Winter has yet to start, but in general the weather has been very up and down, reminding me of patterns in my home state of Victoria. One recent spate of storm conditions here in Greece earned the population the warning message from the Ministry of Civil Protection. Such messages (we had a couple during the summer fires) are transmitted via mobile phones and are heralded by a prolonged buzz heard by even the most aurally challenged. And today I’ve just caught up with reports of violent storms in Victoria. Fallen trees and power cuts seem to be the main problems, so we have to be thankful the whole episode wasn’t worse.

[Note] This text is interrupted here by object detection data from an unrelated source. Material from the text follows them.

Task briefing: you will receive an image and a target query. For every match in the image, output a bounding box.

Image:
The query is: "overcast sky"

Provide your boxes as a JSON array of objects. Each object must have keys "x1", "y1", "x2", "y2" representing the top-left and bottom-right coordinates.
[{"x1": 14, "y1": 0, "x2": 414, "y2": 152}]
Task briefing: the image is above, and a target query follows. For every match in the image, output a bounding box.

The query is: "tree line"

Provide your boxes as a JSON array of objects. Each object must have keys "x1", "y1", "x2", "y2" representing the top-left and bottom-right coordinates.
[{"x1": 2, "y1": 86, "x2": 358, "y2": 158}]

Since then there has been a return to the soft and sunny days of autumn here, but in the meantime my youngest grandson, who is now eight, developed pneumonia. He had a rocky start to life, and seems prone to infection. He spent four days in Kalamata hospital, which my son says is much improved since he himself languished, also at the age of eight, needing an appendectomy. Greek custom decrees that the child is never left without a parent at such times, so my son was also in hospital. Needless to say, they were both very glad to leave. Grandson is now well again, but had to convalesce at home for ten days: fortunately, he is a great reader and very good at entertaining himself, while his two little sisters undoubtedly helped.
Speaking of children, my young married neighbours have just had their first child, a girl. She is a first grandchild for both sets of grandparents, so excitement has been running high. The paternal grandfather visits every day, and gives me a running report. Here tradition has it that mother and child stay at home for 40 days, and it looks as if tradition is still the thing in this particular case. But the modern thing was done on the day that Angeliki and her baby came home from hospital. There were pink, white, and pale mauve balloons all over the front of the house, and a pink helium one announced ‘It’s a girl!’ As both grandmothers (yiayiathes) are called Maria, the baby will have that name. Tradition again, although I can’t help thinking that Greece is in a fair way to be swamped by Marias.
OXI Day (October the 28th) has come and gone. This is a proud day in modern Greek history and commemorates the occasion when Greek dictator Metaxas said a resounding NO (OXI) to the Italian ambassador’s request to occupy Greece. (Metaxas was in fact a nasty piece of work, but remains famous for this refusal.) Greece defeated the Italians, and Hitler was reportedly very annoyed when he had to rescue them, and of course the Greeks had little hope against the Nazi war machine. Military parades took place this year, but most student parades were cancelled because of the pandemic: the Delta variant seems to be raging everywhere.
Well, the climate change conference is coming up in Glasgow. I try to hope for the best, but it’s hard going, particularly when I know that Australia is a pariah nation, with so-called plans that experts consider worse than meaningless. I would say what I think of the Federal Government, but I like to think this is a family column.
Winter is obviously approaching. Like clockwork, the temperature drops every year on November the 20th, signalling the start of serious cold. Not to mention wet. I wonder if this year will be any different. I do not like to think of ‘the bare ruin’d choirs’, with boughs ‘shaking against the cold’ and am distracting myself by returning in a big way to the novels of that redoubtable English writer Penelope Lively. Expert at dissecting families, she is also very at peeling back layers of time and history. She established herself as a writer of children’s books and then moved into fiction for adults. Start with The Road to Lichfield, her first.